Canto settimo
Dura battaglia e crudele e diversa
È cominciata, come ho sopra detto;
Ora il Danese Urnasso giù riversa:
Partito l'ha Curtana insino al petto.
Questa schiera pagana era ben persa;
Ma quel destrier de Urnasso maledetto
Ferì il Danese col corno alla coscia:
Lo arnese e quella passa con angoscia.
Era il Danese in tre parte ferito,
E tornò indrieto a farse medicare.
Lo imperator, che 'l tutto avea sentito,
Fa Salamone alla battaglia entrare,
E dopo lui Turpino, il prete ardito;
Il ponte a San Dionigi fa callare,
E mette Gaino fuor con la sua scorta:
Ricardo fece uscir de un'altra porta.
De un'altra uscitte il possente Angelieri,
Dudon quel forte, che a bontà non mente:
E da Porta Real vien Olivieri,
E di Bergogna quel Guido possente;
Il duca Naimo e il figlio Berlengieri,
Avolio, Otone, Avino, ogniom valente,
Chi da una porta e chi da l'altra vene,
Per dare a' Saracin sconfitta e pene.
Lo imperator, de gli altri più feroce,
Uscitte armato, e guida la sua schiera,
Racomandando a Dio con umil voce
La cità di Parigi, che non piera.
Monaci e preti con reliquie e croce
Vanno de intorno, e fan molte preghera
A Dio e a' Santi, che diffenda e guardi
Re Carlo Mano e' soi baron gagliardi.
Ora suona a martello ogni campana,
Trombe, tamburi, e cridi ismisurati;
E da ogni parte la gente pagana
Davanti, in mezzo e dietro eno assaltati.

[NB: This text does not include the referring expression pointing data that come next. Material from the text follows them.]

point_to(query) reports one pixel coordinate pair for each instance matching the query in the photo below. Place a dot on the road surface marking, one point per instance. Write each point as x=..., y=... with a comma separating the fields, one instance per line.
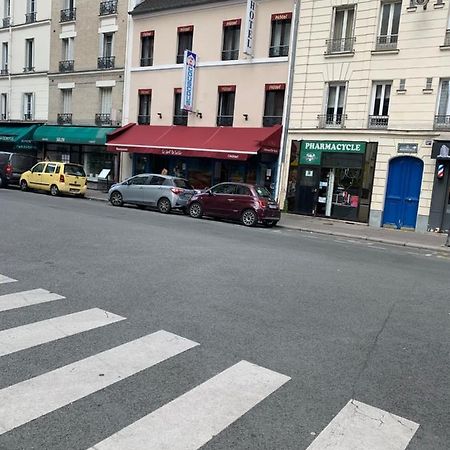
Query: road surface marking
x=27, y=298
x=33, y=334
x=30, y=399
x=193, y=419
x=360, y=427
x=4, y=279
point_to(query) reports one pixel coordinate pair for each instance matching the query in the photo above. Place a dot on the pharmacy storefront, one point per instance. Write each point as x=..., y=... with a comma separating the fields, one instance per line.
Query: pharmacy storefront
x=331, y=179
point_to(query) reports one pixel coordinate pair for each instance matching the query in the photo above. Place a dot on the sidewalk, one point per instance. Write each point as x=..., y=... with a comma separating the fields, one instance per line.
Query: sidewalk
x=349, y=230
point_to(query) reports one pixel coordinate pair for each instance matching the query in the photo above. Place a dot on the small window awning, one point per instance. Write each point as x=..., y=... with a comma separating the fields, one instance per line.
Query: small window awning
x=72, y=135
x=205, y=142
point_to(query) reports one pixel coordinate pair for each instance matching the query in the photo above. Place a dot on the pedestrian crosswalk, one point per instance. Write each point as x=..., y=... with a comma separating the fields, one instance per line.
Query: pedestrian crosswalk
x=187, y=422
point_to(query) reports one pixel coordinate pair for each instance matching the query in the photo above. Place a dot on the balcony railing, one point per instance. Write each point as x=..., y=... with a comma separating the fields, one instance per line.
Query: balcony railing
x=103, y=120
x=378, y=121
x=106, y=62
x=224, y=121
x=64, y=119
x=387, y=42
x=332, y=120
x=270, y=121
x=67, y=65
x=344, y=45
x=230, y=55
x=441, y=122
x=30, y=17
x=68, y=15
x=143, y=119
x=279, y=50
x=180, y=120
x=109, y=7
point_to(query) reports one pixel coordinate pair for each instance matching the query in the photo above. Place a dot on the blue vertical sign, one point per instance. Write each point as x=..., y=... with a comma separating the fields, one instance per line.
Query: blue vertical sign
x=187, y=93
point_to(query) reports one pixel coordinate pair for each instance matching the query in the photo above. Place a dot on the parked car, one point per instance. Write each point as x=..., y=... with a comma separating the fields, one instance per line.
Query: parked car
x=163, y=191
x=56, y=178
x=237, y=201
x=12, y=166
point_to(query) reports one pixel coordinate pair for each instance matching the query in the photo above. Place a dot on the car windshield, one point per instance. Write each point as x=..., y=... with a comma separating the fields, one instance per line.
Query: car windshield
x=184, y=184
x=73, y=169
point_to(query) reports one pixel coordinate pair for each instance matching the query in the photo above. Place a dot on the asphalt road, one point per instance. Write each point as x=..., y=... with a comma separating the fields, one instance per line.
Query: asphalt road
x=345, y=320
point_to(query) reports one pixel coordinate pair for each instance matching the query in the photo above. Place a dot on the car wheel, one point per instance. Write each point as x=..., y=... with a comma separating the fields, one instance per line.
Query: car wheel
x=164, y=205
x=196, y=210
x=249, y=218
x=116, y=199
x=54, y=191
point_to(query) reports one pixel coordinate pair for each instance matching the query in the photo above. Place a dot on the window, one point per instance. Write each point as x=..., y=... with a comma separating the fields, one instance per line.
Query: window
x=180, y=116
x=381, y=97
x=281, y=31
x=342, y=33
x=145, y=96
x=185, y=38
x=274, y=104
x=147, y=43
x=231, y=39
x=389, y=25
x=225, y=112
x=29, y=55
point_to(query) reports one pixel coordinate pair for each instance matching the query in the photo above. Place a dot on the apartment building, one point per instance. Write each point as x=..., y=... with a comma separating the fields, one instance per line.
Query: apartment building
x=370, y=119
x=85, y=83
x=225, y=125
x=24, y=63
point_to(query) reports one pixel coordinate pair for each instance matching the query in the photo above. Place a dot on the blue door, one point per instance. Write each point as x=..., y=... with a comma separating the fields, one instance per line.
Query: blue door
x=403, y=192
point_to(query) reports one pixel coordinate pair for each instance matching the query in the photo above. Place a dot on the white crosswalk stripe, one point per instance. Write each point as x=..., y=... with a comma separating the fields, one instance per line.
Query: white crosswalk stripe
x=193, y=419
x=41, y=395
x=361, y=427
x=27, y=298
x=27, y=336
x=5, y=279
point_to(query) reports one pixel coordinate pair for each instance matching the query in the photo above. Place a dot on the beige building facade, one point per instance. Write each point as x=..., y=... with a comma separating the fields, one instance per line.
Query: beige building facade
x=369, y=102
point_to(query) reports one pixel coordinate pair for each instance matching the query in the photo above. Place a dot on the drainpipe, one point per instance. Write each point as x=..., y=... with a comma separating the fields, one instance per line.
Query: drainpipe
x=288, y=99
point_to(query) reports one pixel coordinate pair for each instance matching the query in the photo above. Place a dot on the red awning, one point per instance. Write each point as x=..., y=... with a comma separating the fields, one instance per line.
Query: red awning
x=206, y=142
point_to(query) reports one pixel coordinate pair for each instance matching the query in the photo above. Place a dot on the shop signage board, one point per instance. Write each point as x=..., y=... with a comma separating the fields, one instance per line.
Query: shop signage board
x=311, y=151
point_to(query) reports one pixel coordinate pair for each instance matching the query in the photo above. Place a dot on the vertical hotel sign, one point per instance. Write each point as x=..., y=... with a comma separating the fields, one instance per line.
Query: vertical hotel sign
x=187, y=93
x=249, y=36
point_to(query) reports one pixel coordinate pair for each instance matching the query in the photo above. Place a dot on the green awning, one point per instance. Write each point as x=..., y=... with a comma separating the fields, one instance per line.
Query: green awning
x=72, y=135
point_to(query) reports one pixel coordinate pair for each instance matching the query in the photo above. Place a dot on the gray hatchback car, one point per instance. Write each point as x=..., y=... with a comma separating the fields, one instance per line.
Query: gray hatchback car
x=162, y=191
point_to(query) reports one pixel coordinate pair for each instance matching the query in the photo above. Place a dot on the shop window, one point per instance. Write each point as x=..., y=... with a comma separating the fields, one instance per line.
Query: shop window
x=280, y=37
x=381, y=98
x=147, y=44
x=185, y=38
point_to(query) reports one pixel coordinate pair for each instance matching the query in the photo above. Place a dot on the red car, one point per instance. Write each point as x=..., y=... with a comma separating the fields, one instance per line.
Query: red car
x=236, y=201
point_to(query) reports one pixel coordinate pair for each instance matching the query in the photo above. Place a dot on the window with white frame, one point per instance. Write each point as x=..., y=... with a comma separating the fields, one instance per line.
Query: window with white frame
x=389, y=25
x=381, y=97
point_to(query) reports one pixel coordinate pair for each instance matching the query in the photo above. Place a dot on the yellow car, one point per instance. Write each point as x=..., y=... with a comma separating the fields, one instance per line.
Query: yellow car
x=56, y=178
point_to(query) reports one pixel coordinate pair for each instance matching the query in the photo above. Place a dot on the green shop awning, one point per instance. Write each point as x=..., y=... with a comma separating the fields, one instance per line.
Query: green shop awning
x=72, y=135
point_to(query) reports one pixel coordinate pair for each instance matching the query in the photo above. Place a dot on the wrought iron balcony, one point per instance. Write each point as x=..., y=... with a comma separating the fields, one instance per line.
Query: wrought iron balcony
x=66, y=66
x=180, y=120
x=30, y=17
x=441, y=122
x=224, y=121
x=230, y=55
x=144, y=119
x=108, y=7
x=68, y=15
x=344, y=45
x=270, y=121
x=64, y=119
x=106, y=62
x=278, y=50
x=378, y=121
x=332, y=120
x=387, y=42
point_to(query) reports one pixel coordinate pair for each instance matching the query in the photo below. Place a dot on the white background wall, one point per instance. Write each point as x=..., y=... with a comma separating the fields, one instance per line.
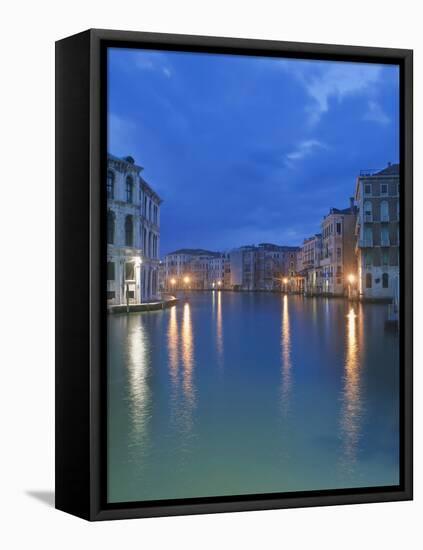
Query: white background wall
x=28, y=32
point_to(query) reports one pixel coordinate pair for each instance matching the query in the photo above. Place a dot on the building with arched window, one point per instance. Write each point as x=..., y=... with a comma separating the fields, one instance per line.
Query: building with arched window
x=133, y=234
x=377, y=230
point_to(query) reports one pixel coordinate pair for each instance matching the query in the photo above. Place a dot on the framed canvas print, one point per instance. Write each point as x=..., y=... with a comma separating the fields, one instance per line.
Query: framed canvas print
x=234, y=274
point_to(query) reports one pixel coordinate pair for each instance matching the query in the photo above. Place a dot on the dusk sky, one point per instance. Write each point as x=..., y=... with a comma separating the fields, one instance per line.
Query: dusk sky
x=245, y=150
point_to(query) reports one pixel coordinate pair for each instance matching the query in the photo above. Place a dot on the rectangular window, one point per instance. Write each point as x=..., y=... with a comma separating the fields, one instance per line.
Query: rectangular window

Battaglia non fu mai cotanto strana,
Ché tutti insieme son ramescolati.
Olivier tra la gente saracina
Un fiume par che fenda la marina.
Cavalli e cavallier vanno a traverso,
E questo occide, e quel getta per terra;
Mena Altachiera a dritto ed a roverso,
Più che mille altri ai Saracin fa guerra:
Non creder che un sol colpo egli abbia perso.
Ecco scontrato fu con Stracciaberra,
Quel negro de India, re di Lucinorco,
C'ha for di bocca il dente come porco.
Tra lor durò la battaglia nïente,
Ché il marchese Olivier mosse Altachiera,
Tra occhio e occhio e l'uno e l'altro dente,
Partendo in mezo quella faccia nera;
Poi dà tra li altri col brando tagliente,
Mete in ruina tutta quella schiera;
E mentre che 'l combatte con furore,
Ariva quivi Carlo imperatore.
Avea quel re la spada insanguinata,
Montato era quel giorno in su Baiardo;
La gente saracina ha sbarattata,
Mai non fu visto un re tanto gagliardo.
Ripone il brando e una lancia ha pigliata,
Però che ebbe adocchiato il re Francardo:
Francardo, re d'Elissa, l'Indïano,
Che combattendo va con lo arco in mano.
Sagittando va sempre quel diverso:
Tutto era negro, e il suo gambilo è bianco.
Lo imperatore il gionse su il traverso,
E tutto lo passò da fianco a fianco;
De l'anima pensati, il corpo è perso.
Ma già non parve allor Baiardo stanco;
Col morto era il gambilo in sul sentiero,
Sopra de un salto li passò il destriero.